Here is a list of 25 homemaking skills you can work on.
20. Make preparedness FUN!
Preparedness isn’t about having a doomsday mentality. For me, I absolutely love learning and practising these old fashioned skills. I love learning to become more self-sufficient, bit by bit. It helps me feel strong, like I can handle anything that gets thrown my way.
I love that as I learn, I get to teach my kids as well, so that they will have these skills when they grow up. Even if they choose not to use them for the most part, at least if they needed to, they would remember how.
Take pleasure in each new skill you learn – and find ways to incorporate it into your day to day life.
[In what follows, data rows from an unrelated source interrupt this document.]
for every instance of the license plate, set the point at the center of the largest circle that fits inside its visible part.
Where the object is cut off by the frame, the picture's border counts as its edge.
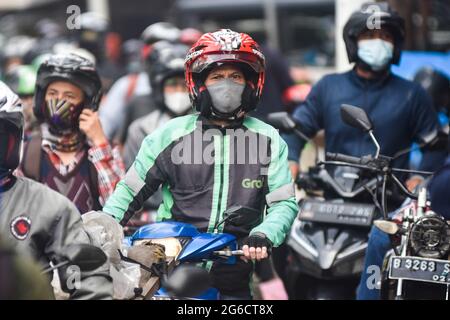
(355, 214)
(420, 269)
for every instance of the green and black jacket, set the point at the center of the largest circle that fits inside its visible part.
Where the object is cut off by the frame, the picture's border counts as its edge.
(204, 169)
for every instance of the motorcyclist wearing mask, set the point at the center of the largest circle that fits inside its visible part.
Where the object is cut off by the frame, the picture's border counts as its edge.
(401, 111)
(438, 86)
(22, 80)
(169, 98)
(34, 220)
(114, 106)
(204, 164)
(165, 68)
(72, 154)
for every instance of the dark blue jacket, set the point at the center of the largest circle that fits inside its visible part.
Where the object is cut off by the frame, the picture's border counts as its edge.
(401, 112)
(439, 190)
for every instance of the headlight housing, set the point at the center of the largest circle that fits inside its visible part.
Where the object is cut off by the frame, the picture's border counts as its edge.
(430, 236)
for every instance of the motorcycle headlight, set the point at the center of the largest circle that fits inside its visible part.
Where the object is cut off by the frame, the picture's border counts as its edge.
(430, 236)
(172, 246)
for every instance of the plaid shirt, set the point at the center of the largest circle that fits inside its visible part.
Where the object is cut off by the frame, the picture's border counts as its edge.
(107, 161)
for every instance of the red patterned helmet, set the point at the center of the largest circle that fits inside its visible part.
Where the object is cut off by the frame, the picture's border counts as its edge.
(225, 46)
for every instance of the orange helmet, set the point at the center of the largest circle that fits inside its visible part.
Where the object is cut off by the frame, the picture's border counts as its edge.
(224, 46)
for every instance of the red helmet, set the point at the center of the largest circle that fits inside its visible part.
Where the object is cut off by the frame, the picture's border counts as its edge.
(225, 46)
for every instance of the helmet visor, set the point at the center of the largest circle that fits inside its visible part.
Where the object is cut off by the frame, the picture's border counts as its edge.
(203, 62)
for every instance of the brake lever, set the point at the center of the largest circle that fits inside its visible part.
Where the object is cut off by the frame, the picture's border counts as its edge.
(229, 253)
(345, 164)
(402, 188)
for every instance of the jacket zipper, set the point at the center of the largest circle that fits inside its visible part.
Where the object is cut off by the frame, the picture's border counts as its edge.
(221, 180)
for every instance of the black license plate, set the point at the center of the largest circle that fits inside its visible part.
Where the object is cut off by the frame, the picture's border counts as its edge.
(420, 269)
(355, 214)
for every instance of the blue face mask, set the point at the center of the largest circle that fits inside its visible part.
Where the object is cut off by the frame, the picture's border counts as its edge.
(376, 53)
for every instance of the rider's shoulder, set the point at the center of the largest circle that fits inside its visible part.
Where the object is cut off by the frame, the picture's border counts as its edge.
(174, 128)
(260, 127)
(40, 193)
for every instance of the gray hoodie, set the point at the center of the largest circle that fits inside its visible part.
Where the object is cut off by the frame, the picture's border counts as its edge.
(39, 222)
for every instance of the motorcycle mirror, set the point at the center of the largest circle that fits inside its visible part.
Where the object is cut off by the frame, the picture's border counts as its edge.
(87, 257)
(388, 227)
(356, 117)
(282, 121)
(188, 281)
(240, 215)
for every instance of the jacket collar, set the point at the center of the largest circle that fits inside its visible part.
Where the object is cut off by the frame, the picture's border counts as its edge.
(372, 83)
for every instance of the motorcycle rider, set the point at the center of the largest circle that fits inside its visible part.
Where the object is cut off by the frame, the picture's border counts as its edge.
(22, 80)
(438, 86)
(401, 110)
(224, 72)
(35, 220)
(72, 154)
(169, 97)
(113, 107)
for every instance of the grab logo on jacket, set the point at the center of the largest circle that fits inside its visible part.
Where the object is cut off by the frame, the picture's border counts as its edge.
(20, 227)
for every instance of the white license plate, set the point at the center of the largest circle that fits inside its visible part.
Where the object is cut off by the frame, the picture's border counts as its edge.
(420, 269)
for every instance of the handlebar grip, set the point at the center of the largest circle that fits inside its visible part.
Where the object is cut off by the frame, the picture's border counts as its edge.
(343, 158)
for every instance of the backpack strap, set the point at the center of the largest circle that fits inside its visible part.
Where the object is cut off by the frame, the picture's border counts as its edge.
(93, 176)
(31, 164)
(132, 82)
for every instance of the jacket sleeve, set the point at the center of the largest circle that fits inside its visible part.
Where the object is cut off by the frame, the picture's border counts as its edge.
(141, 181)
(282, 206)
(68, 229)
(309, 118)
(439, 190)
(424, 124)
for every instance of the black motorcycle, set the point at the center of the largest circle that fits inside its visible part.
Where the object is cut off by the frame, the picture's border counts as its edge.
(418, 266)
(328, 239)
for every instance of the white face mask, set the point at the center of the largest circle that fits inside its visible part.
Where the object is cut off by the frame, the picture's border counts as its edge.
(226, 95)
(376, 53)
(177, 102)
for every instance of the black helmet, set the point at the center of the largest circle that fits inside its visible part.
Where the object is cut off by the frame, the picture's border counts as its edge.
(72, 68)
(436, 84)
(11, 129)
(367, 17)
(165, 61)
(160, 31)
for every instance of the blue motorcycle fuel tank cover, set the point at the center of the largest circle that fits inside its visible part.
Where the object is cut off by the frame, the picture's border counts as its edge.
(205, 243)
(167, 229)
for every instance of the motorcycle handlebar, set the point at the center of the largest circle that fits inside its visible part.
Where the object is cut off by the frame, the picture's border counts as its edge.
(343, 158)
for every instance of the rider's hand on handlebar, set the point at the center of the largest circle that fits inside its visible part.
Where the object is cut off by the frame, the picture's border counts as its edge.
(413, 182)
(294, 169)
(256, 247)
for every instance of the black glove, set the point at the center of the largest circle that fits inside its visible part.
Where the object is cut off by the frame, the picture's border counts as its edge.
(258, 240)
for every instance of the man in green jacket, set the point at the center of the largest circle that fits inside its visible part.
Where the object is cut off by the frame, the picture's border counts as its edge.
(217, 158)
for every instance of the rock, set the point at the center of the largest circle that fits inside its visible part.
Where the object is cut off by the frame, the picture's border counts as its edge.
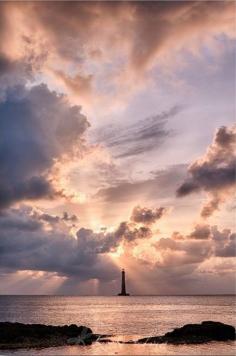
(17, 335)
(195, 334)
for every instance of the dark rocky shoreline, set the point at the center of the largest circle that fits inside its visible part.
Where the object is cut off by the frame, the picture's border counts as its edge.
(194, 334)
(18, 335)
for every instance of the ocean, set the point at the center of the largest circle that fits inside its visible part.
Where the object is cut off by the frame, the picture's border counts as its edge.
(126, 318)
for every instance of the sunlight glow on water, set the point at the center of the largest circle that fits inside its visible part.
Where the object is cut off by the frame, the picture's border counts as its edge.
(125, 318)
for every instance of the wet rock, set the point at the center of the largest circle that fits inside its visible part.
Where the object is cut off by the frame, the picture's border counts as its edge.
(195, 334)
(18, 335)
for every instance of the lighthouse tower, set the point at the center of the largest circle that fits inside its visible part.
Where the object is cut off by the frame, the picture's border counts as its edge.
(123, 289)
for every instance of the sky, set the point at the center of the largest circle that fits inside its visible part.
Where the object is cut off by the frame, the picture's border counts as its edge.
(117, 147)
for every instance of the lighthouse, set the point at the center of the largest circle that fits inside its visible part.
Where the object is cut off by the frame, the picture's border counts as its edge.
(123, 288)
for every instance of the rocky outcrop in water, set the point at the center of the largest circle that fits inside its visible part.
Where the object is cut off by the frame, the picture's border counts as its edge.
(194, 334)
(17, 335)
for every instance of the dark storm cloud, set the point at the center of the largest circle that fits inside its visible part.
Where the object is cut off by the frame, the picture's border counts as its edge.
(138, 138)
(55, 219)
(203, 243)
(224, 243)
(147, 216)
(162, 185)
(26, 245)
(37, 126)
(215, 172)
(201, 232)
(149, 28)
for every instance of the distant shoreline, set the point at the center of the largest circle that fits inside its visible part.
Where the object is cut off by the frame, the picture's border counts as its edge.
(131, 295)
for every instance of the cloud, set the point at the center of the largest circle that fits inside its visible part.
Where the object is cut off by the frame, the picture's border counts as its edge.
(38, 127)
(140, 36)
(147, 216)
(143, 136)
(201, 232)
(214, 173)
(162, 185)
(25, 244)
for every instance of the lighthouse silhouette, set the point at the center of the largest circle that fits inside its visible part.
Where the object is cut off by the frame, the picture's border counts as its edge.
(123, 288)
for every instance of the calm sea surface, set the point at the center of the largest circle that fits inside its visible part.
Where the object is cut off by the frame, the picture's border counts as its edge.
(127, 318)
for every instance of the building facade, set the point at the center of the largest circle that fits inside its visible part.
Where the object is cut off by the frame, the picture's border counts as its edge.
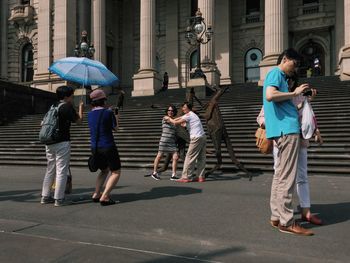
(139, 40)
Better yet, teach it to someone else! Or post what you’re learning on social media, so you can inspire others to do the same.
Sustainable Winter Preparedness
I hope you have found these sustainable preparedness tips helpful.
Remember to weave these into your day to day life so that should you have some kind of an emergency to prepare for, this will all seem like second nature. Don’t wait until an emergency arises to figure out how to do things.